Nelson Gandulla: I have been working with COLEGAS and Air B&B apartments, doing check-ins for tourists and cleaning. I hope to change and work in an old people’s home (at the time this interview with Nelson Gandulla was published, he was already working at a private old people’s home), while I wait for my doctor’s degree to be validated. I managed to present all my papers, seven months ago. It took over a year for me to get all of my documents from Cuba. This paperwork cost me almost 3000 CUC in Cuba; here, it only costs 160 euros. I had to get my grade sheet and study plan too. If a document cost 500 CUC, they would charge me 700. They said that there was a law that states that when you leave Cuba, prices double.

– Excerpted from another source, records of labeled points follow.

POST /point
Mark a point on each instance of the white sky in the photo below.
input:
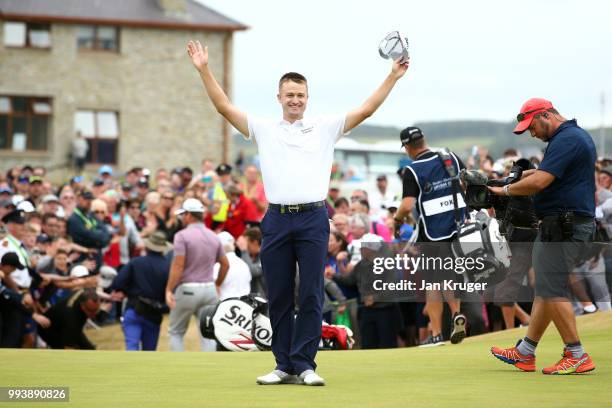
(471, 59)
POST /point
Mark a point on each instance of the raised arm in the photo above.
(356, 116)
(199, 58)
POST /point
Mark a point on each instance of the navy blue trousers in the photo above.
(289, 238)
(140, 333)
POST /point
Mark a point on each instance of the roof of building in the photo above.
(135, 13)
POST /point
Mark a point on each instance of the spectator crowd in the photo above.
(101, 251)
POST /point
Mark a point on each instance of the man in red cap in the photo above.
(564, 198)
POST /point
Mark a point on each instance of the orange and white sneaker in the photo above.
(571, 365)
(512, 356)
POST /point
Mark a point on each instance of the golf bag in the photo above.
(242, 324)
(481, 238)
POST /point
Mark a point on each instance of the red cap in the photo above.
(529, 109)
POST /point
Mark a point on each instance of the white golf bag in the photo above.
(481, 238)
(242, 324)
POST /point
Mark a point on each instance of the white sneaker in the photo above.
(309, 377)
(277, 377)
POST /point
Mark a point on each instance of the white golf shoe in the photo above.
(277, 377)
(309, 377)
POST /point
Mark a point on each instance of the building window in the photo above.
(102, 38)
(31, 35)
(24, 123)
(101, 130)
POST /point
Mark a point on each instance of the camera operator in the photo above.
(428, 170)
(564, 189)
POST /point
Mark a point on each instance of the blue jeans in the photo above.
(139, 331)
(289, 238)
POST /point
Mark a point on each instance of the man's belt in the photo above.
(578, 217)
(296, 208)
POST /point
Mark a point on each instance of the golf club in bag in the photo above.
(242, 324)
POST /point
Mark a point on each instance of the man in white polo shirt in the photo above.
(296, 155)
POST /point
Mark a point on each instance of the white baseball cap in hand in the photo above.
(394, 47)
(191, 205)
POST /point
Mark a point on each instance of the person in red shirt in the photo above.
(241, 212)
(254, 190)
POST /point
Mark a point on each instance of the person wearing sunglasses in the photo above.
(87, 229)
(563, 187)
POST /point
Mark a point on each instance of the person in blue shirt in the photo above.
(143, 280)
(564, 196)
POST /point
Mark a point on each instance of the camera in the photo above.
(511, 212)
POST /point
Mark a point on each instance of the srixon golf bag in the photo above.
(242, 324)
(481, 238)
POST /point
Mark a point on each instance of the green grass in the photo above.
(459, 376)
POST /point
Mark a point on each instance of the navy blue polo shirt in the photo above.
(570, 156)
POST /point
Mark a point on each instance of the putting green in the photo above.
(464, 375)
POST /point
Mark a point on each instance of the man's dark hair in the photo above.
(47, 216)
(341, 201)
(294, 77)
(418, 143)
(132, 201)
(253, 234)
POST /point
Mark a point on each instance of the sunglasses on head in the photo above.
(521, 116)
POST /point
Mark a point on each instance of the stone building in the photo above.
(118, 72)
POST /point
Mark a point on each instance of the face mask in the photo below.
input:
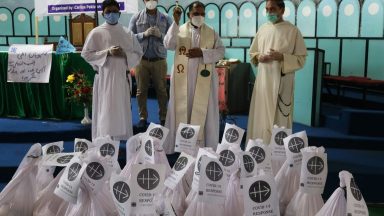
(197, 20)
(272, 18)
(150, 5)
(112, 18)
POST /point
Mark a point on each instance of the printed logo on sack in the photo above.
(73, 171)
(355, 190)
(95, 171)
(64, 159)
(157, 133)
(295, 144)
(148, 147)
(187, 132)
(148, 179)
(315, 165)
(107, 149)
(81, 147)
(227, 157)
(231, 135)
(121, 191)
(181, 163)
(257, 153)
(199, 165)
(54, 149)
(259, 191)
(279, 137)
(138, 146)
(248, 163)
(214, 171)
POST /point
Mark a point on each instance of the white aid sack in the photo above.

Plus, you know you always have to give a little extra something. My three years’ work experience didn’t figure on it and I needed it, and fast. I needed a process that can take four months, in just one or two. You can do that with a bribe, you know that’s how things work in Cuba. I still need a document that says I worked well in Cuba and that my license hasn’t been revoked. Getting this document legalized in MINREX, after it receives the Minister of Health’s signature, costs some 300 CUC. Legalizing it at the Spanish Consulate afterwards, costs 9 CUC.
HT: What are your chances of working as a doctor here in Spain?
Nelson Gandulla: 100% I hope. I have done some investigating and Cuban doctors are held in great esteem here.
Why was this story even printed? This guy gets a free University and Medical education. The average debt for a medical education in the US is $190,000. Complains about waiting and paying few CUC’s for his medical education papers. His beef over gay rights is what? Did he want to legally walk bare ass naked in Havana like in San Francisco? They have a name for this kind of stuff it’s called, “Much ado about nothing.”